Under the Economic Aid Act, the following borrowers are prohibited from receiving a Second Draw PPP Loan:

  • A business concern or entity primarily engaged in political activities or lobbying activities, including any entity that is organized for research or for engaging in advocacy in areas such as public policy or political strategy, or that describes itself as a think tank in any public documents;
  • Certain entities organized under the laws of the People’s Republic of China or the Special Administrative Region of Hong Kong, or with other specified ties to the People’s Republic of China or the Special Administrative Region of Hong Kong;
  • Any person required to submit a registration statement under section 2 of the Foreign Agents Registration Act of 1938 (22 U.S.C. 612);
  • A person or entity that receives a grant for shuttered venue operators under section 324 of the Economic Aid Act;
  • A publicly traded company, defined as an issuer, the securities of which are listed on an exchange registered as a national securities exchange under section 6 of the Securities Exchange Act of 1934 (15 U.S.C. 78f).

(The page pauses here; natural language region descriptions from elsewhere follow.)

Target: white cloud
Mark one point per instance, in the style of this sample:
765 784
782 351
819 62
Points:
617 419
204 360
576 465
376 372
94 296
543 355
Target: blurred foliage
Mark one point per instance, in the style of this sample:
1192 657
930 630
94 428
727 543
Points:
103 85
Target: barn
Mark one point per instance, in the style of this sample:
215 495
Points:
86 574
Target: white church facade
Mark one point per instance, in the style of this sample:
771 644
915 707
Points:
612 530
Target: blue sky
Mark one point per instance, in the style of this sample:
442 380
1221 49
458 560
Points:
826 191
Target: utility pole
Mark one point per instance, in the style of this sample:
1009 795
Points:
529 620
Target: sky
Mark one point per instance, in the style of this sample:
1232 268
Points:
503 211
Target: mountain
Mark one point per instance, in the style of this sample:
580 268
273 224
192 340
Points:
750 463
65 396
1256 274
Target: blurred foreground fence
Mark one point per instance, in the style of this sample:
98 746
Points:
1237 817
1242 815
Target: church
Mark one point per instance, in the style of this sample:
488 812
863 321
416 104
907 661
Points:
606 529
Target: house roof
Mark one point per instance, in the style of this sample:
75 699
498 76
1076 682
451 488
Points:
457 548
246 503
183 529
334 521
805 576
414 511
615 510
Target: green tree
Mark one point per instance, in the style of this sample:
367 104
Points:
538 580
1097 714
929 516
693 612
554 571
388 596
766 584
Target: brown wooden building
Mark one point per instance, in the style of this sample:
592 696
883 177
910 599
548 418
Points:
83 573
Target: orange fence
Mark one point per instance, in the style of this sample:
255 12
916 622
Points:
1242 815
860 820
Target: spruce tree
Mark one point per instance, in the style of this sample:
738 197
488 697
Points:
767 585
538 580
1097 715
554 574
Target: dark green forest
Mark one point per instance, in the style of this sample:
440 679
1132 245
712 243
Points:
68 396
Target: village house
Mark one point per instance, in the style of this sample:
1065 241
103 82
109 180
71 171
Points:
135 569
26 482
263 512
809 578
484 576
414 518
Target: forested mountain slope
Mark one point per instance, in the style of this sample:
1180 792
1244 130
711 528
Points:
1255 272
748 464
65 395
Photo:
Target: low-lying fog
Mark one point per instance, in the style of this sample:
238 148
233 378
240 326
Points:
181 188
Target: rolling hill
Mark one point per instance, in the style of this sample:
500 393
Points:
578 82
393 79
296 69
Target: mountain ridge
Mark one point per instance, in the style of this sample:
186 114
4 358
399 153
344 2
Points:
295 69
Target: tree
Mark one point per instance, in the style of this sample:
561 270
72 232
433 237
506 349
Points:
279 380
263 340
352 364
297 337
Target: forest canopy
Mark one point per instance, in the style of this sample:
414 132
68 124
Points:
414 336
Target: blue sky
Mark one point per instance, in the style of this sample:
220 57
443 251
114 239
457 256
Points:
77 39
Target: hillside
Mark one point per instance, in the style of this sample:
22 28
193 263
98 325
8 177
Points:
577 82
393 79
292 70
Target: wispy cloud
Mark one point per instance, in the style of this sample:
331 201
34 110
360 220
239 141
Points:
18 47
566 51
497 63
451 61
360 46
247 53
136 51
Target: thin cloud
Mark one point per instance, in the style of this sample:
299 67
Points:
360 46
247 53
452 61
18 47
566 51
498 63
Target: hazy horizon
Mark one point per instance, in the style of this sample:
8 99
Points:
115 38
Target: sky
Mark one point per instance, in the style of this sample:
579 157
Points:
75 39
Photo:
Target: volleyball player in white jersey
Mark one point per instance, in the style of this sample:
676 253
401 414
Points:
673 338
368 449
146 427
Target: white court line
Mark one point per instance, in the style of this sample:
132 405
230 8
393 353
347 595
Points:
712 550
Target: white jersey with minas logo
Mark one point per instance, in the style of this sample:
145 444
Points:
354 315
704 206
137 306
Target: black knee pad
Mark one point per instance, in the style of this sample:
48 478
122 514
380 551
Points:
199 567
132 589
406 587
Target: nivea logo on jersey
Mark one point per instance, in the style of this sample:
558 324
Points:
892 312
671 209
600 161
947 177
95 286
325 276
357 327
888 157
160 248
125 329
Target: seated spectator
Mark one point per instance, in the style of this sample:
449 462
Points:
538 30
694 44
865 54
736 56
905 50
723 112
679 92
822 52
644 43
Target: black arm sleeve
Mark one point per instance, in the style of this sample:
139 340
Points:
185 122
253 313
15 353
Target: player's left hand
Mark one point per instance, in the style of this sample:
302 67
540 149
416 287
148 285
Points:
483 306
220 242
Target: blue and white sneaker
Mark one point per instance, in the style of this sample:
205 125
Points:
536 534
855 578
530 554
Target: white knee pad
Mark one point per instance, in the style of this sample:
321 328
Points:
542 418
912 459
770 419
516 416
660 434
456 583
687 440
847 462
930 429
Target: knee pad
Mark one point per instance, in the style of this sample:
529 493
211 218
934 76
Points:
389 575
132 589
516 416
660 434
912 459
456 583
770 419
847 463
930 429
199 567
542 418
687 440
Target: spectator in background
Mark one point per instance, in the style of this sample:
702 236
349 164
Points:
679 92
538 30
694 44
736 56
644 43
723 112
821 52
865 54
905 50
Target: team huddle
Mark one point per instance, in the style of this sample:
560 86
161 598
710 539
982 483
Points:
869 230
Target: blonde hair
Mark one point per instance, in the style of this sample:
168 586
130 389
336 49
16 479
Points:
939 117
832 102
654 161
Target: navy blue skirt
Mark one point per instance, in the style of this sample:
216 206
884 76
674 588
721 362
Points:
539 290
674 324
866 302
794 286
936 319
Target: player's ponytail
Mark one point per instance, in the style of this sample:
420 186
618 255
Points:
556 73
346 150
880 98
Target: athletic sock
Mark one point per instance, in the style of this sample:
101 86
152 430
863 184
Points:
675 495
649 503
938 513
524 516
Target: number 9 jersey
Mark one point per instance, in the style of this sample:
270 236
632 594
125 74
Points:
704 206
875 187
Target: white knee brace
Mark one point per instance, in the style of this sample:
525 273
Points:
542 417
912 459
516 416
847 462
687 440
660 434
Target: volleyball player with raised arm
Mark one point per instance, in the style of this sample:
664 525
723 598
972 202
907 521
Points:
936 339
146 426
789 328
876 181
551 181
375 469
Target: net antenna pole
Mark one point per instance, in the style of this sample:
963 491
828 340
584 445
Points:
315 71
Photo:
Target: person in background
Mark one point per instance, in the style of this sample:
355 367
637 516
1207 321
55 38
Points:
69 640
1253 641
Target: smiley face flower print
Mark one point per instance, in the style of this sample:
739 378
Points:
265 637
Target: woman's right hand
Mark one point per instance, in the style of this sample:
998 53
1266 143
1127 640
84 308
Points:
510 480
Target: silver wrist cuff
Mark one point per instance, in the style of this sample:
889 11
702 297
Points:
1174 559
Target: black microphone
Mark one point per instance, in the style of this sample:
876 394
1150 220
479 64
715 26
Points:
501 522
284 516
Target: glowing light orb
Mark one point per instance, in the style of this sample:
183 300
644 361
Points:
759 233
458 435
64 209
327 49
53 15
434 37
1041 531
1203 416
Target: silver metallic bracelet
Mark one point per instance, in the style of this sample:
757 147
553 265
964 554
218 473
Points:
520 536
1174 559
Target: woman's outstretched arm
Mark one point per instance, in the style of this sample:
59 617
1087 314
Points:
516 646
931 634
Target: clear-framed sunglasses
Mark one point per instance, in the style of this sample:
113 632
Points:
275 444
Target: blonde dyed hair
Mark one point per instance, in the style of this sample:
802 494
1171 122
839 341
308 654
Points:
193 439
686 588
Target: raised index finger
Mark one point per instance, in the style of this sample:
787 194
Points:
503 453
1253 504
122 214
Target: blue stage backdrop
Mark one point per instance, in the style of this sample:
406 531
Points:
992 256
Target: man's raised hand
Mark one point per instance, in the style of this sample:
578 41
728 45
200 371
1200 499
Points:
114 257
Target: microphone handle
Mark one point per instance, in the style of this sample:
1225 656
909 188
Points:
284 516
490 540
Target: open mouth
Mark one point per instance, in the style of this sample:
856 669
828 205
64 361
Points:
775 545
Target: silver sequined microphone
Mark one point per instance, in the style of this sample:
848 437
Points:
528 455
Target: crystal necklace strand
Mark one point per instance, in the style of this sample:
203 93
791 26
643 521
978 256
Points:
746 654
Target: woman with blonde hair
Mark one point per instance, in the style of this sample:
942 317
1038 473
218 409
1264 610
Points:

The Interim Final Rules further clarify which borrowers are ineligible to receive a Second Draw PPP Loan by providing the following list of examples:

“You are ineligible for a PPP loan if, for example:

  • You are engaged in any activity that is illegal under Federal, state, or local law;
  • You are a household employer (individuals who employ household employees such as nannies or housekeepers);
  • An owner of 20 percent or more of the equity of the applicant is presently incarcerated or, for any felony, presently subject to an indictment, criminal information, arraignment, or other means by which formal criminal charges are brought in any jurisdiction; or has been convicted of, pleaded guilty or nolo contendere to, or commenced any form of parole or probation (including probation before judgment) for, a felony involving fraud, bribery, embezzlement, or a false statement in a loan application or an application for federal financial assistance within the last five years or any other felony within the last year;
  • You, or any business owned or controlled by you or any of your owners, has ever obtained a direct or guaranteed loan from SBA or any other Federal agency that is currently delinquent or has defaulted within the last seven years and caused a loss to the government;
  • Your business or organization was not in operation on February 15, 2020; • You or your business received or will receive a grant under the Shuttered Venue Operator Grant program under section 324 of the Economic Aid Act;
  • The President, the Vice President, the head of an Executive Department, or a Member of Congress, or the spouse of such person as determined under applicable common law, directly or indirectly holds a controlling interest in your business;
  • Your business is an issuer, the securities of which are listed on an exchange registered as a national securities exchange under section 6 of the Securities Exchange Act of 1934 (15 U.S.C. 78f);
  • Your business has permanently closed.”